Amigos do Fingidor

quinta-feira, 1 de agosto de 2019

Festribal – folclore comprometido com a vida



Zemaria Pinto

Canto para os curumins
nascidos iguais a mim,
vida escura e tanto verde!,
canoa, vento e capim.

(Thiago de Mello,
“Cantiga de caboclo”, do livro
Poesia comprometida com a minha e a tua vida)


A cidade
Juruti, sede do município do mesmo nome, no Pará, com mais de duzentos anos – contados a partir da fundação do hoje distrito Vila Muirapinima, mais conhecido como Juruti Velho, onde a vila teve início – é um dos polos econômicos mais importantes do Baixo Amazonas e do sempre futuro (até quando?) estado do Tapajós, situada entre as duas maiores cidades da região, Santarém e Parintins, esta no Amazonas.
Com uma economia essencialmente extrativista, além dos basilares comércio e serviços, há dez anos o município é explorado pela Alcoa, multinacional do alumínio, que marca sua passagem pelo lugar com boas obras de infraestrutura, que incluem até uma inusitada estrada de ferro, com cerca de 55 quilômetros de extensão – para transporte de minério, claro. Registre-se que o trabalho de prospecção da jazida começou há 19 anos.
A capacidade anual de extração do minério vem, de 2010 a 2016, num ritmo crescente: de 2,6 a 6 milhões de toneladas anuais. Para uma reserva potencial de 700 milhões de toneladas, tomando-se uma média de 12 milhões de toneladas para os próximos anos (contados a partir de 2017, e considerando que a demanda é sempre crescente), projetamos uma vida útil de 56 anos, dos quais três já se passaram. Portanto, 2073 é o prazo fatal para o “descomissionamento” da Alcoa, 73 anos depois do início da prospecção!
Como a expectativa de vida por cidadão, ainda em 2010, era de 70 anos, o pessoal que está hoje acima da faixa dos 17 anos de idade não verá esse cenário, mas viverá o pesadelo do que hoje parece um sonho sem fim.
A Alcoa Juruti tem cerca de 1600 empregados, dos quais, segundo uma fonte, 41% são jurutienses; outra fonte, aumenta esse número para 44%. A diferença, cerca de 50 empregados, é significativa. Então, digamos que é um número entre 650 e 700 empregados. É pouco. Especialmente, se considerarmos a carência da população – repetimos, debatendo-se entre o extrativismo mais elementar, o pequeno comércio e o serviço público sem estabilidade. Ah, a população atual é estimada em mais de 56 mil habitantes, portanto, apenas cerca de 1% trabalha na Alcoa.
Um outro número que chama a atenção, nas duas fontes citadas, e aqui as duas concordam, é a quantidade de mulheres empregadas: 12%. Convenhamos: é um número ridículo.
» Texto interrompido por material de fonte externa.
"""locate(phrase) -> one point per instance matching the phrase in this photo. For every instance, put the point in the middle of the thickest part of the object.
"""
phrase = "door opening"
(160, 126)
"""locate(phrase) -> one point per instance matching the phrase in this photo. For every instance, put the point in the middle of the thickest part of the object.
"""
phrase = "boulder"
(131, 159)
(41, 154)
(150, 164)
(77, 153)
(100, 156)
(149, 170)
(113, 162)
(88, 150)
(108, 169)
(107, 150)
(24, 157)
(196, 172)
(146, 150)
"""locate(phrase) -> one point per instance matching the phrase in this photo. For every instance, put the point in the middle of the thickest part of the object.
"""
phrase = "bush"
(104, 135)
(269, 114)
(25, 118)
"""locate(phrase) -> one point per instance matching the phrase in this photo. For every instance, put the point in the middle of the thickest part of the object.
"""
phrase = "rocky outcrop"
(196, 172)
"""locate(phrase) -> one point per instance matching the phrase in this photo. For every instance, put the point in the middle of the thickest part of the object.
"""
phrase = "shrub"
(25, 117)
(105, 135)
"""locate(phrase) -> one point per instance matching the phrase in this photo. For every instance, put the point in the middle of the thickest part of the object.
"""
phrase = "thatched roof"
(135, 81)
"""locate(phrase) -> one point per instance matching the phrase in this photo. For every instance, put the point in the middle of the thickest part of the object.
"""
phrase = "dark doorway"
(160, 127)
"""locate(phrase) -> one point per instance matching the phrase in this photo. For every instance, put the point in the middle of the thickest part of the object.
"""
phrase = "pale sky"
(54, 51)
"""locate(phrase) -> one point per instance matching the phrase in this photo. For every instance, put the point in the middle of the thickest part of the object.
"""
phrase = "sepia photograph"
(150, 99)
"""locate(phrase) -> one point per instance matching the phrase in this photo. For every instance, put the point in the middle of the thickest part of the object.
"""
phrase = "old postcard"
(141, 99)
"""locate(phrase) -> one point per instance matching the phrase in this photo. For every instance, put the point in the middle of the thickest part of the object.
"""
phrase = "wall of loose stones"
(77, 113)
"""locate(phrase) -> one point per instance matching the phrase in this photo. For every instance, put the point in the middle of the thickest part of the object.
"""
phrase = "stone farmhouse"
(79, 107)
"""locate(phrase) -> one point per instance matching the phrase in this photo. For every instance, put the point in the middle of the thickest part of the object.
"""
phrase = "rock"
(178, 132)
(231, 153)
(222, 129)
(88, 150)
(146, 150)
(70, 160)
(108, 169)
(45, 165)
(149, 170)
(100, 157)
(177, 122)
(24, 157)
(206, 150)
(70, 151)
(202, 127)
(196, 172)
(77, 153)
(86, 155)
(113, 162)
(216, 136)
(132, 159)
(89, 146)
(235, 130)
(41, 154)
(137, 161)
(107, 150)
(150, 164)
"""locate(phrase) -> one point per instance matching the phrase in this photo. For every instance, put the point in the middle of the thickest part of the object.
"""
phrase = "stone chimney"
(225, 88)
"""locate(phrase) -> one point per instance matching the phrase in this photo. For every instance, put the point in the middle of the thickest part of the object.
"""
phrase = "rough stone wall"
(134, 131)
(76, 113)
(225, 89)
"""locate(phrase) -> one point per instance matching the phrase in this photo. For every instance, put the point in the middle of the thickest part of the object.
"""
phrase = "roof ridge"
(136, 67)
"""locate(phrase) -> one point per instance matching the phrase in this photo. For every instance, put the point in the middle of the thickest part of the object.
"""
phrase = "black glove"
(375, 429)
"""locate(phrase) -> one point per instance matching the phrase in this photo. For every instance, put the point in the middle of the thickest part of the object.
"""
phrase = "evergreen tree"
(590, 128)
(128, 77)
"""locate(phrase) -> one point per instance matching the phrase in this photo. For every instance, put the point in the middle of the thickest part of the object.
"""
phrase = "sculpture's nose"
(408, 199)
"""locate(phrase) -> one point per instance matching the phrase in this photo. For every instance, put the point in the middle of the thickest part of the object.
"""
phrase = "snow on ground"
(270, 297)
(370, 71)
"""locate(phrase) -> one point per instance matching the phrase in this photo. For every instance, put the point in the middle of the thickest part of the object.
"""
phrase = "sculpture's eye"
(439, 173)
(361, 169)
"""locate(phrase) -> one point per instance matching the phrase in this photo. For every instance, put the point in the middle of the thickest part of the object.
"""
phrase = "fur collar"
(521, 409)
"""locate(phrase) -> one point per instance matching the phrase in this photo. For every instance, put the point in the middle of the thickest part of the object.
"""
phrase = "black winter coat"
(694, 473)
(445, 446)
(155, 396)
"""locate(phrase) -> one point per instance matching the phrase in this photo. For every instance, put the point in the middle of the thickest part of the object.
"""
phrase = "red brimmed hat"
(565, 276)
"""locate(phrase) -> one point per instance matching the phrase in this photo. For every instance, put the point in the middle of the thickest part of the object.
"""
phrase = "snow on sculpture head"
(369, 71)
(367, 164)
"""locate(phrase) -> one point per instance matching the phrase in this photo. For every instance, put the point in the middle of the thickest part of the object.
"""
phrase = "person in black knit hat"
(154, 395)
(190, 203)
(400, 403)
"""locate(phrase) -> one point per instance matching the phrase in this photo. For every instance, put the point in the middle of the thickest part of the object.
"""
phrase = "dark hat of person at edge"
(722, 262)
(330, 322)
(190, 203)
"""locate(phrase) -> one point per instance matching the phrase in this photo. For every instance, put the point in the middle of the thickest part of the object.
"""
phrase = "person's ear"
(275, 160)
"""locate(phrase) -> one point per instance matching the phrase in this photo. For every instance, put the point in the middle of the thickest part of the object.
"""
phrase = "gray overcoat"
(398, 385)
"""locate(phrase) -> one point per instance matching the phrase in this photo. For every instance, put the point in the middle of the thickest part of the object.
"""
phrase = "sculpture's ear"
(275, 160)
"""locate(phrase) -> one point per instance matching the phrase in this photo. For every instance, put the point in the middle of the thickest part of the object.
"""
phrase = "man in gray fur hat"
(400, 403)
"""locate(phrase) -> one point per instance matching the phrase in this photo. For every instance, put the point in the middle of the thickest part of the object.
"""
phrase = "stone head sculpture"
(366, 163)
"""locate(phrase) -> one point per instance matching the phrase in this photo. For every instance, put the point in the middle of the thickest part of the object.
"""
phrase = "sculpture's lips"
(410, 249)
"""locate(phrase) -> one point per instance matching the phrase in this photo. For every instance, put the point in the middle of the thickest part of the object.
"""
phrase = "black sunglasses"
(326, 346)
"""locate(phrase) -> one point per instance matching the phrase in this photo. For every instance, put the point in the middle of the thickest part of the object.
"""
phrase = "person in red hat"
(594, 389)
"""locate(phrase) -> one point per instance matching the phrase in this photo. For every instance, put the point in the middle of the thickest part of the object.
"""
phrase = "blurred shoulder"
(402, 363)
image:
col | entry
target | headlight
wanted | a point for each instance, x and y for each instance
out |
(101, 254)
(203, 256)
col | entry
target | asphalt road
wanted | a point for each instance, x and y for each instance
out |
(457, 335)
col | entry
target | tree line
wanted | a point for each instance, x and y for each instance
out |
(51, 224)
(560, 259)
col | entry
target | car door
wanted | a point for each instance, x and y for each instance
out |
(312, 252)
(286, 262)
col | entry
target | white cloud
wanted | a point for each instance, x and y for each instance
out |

À pergunta “onde se empregam as jurutienses?”, não tenho resposta, mas desconfio que estão alimentando o clandestino mercado de empregadas domésticas, do Pará e do Amazonas.[1]
Minha avó, Mãe Velha, encantada da região tapajônica, do alto de sua sabedoria semianalfabeta, dizia que algo só é bom quando é igualmente bom para todos.
Mas, não foi pensando em economia que comecei este artigo. Queria mesmo era falar de poesia. Mas, antes de falar do fruto, é preciso descrever a árvore. Ouvi isso da Mãe Velha, há mais de 50 anos, e não consigo fazer diferente.

O Festribal
A disputa entre as tribos Muirapinima (azul e vermelho) e Munduruku (amarelo e vermelho) é uma celebração à paz. E para quem vive uma guerra de mais de 500 anos, a paz é um ato de resistência.
Nessa guerra não há trégua: a semana que terminaria com a festa da vitória da tribo Muirapinima começou de maneira perversa, com o assassinato de um líder Wajãpi-Apina, no oeste do Amapá – deus escreve torto?
A disputa entre as tribos jurutienses é um tributo à matrix do boi-bumbá de Parintins, que, por sua vez, é um eco do bumba-meu-boi do Maranhão. Câmara Cascudo situa a difusão da história dos escravos Pai Francisco ou Pai Chico e Mãe Catirina a partir da segunda metade do século XVIII, mas as raízes do boi como símbolo de potência e fertilidade, por meio de manifestações populares, são muito anteriores, com registros em Portugal e Espanha, desde o século XVI. A “brincadeira de boi” ocorre em diversos pontos do Brasil, ainda que com nomes variados: boi-bumbá, bumba-meu-boi, boi de reis, boi de mourão, boi-mamão etc.[2] No Amazonas e no Pará, há inúmeras festas populares envolvendo disputas, como as cirandas, de Manacapuru, e o Sairé, em Santarém, onde concorrem pela primazia das torcidas dois botos.
A diferença da festa de Juruti para as demais está no verbo. Enquanto os demais “brincam” ou “dançam”, as tribos “resistem”. A palavra mais repetida durante as apresentações é resistência. Essa opção é ligada à guerra a que me referi alguns parágrafos atrás. Trata-se de uma ação política, mesmo que o participante mediano não se dê conta disso.
O emblemático tema deste ano foi “Resistência indígena no coração do Brasil”, na 25ª edição do Festribal – sigla para Festival Folclórico das Tribos de Juruti. A partir desse tema geral, as tribos fazem a sua leitura. Mundurukus: “Brasil, não silenciarás nosso canto ancestral”. Muirapinima: “Legado indígena”.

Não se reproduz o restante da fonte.